When the Golden Bastard rode into his small town, Trent was already an old man, and no one would have expected him to do anything but run and hide, and of course that's what he did. Later on it would also become important, that he prayed.
Now, to understand what happened next you have to realize the Golden Bastard was creative and adaptable. This is an unusual combination of traits in a bully, but they opened up many new avenues of cruelty to him. It is also important to note, that just like anyone else, the Chosen of the Sun can have a bad day. So when the white-haired old man came at him, battered breastplate glinting light into his eyes, and the sand loose beneath his feet... Well a blow that wouldn't have felled a child, managed to cause him to lose his balance. This was as embarrassing as it was unlikely, and any other time the Golden bastard would probably have killed everyone in the town to avenge this insult, and incidentally of course to slay any witnesses. Though if there had been any this time, it is unlikely things would have gone as they did. Something stopped him though, and for some reason he actually listened to what the old man was saying to him.

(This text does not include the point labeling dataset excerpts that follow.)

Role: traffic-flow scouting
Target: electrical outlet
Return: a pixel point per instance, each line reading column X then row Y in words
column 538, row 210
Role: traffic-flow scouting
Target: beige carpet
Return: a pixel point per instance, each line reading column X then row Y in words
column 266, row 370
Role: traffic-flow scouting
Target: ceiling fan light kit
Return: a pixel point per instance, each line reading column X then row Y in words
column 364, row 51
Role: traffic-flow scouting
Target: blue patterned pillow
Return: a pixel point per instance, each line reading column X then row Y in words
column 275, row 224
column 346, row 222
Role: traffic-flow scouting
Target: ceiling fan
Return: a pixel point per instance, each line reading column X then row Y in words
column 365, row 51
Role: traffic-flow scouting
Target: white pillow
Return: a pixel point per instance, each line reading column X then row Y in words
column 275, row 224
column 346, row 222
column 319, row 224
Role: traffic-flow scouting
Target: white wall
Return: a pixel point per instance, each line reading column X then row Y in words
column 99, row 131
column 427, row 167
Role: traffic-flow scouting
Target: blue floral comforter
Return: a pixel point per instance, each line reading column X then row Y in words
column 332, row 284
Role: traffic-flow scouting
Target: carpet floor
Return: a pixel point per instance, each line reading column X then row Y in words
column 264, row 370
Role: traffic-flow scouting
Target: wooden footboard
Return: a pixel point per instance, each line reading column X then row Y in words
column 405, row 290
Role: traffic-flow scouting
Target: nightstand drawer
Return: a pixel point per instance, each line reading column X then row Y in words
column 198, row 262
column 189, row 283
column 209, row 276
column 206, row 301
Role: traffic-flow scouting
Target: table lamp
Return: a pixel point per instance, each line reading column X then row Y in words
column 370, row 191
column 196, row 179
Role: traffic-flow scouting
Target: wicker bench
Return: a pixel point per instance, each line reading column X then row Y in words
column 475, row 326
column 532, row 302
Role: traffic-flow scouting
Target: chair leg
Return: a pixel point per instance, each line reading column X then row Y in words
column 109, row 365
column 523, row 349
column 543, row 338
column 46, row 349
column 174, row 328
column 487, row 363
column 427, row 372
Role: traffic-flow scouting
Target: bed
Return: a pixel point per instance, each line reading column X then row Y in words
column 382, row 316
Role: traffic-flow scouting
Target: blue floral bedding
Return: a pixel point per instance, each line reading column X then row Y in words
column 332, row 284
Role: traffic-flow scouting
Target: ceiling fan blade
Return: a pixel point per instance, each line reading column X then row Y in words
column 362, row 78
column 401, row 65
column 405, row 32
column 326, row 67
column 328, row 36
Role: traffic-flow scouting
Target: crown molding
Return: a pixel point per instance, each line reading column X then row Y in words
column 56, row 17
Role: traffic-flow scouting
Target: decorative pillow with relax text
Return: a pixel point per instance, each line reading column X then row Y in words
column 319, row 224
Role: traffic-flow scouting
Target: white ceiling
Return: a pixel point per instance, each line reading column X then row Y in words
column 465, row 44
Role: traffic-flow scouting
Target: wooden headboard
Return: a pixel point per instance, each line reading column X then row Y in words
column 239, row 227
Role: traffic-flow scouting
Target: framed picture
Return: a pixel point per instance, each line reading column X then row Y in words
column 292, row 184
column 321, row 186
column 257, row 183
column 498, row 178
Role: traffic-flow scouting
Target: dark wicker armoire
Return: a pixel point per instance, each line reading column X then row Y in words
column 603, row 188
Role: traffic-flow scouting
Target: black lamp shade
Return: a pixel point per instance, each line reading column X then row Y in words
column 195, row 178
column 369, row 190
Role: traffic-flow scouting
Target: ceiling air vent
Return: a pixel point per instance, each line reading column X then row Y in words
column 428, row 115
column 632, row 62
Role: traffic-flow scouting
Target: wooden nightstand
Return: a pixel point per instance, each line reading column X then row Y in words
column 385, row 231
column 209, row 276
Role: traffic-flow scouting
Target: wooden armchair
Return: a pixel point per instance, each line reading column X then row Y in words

"Begone foul demon, my God has granted me the power, like unto the might of the Sun itself, and by His glory I will defeat you who defile Him."
This is rich, thought the Bastard... but then the wheels began to turn.
"Yes, I see the error of my ways now, and beg leave to repent."
"You will darken our doors no more, monster."
"Sir, I tell you, I have seen the light, and if you but allow me to instruct you, my new brother, in what I knew of the ways of the Sun before I fell from grace."
There was a long pause, as Trent stood over the Bastard.
"Very well, I will give you this one chance to redeem yourself."
Trent thinks he's a Solar now. Perhaps you met him once. He's the one who, when he saw your caste mark, didn't run away like all the others. In fact, he walked right up to you and asked, "How do you do that? I've been trying, but I can't quite get it to work."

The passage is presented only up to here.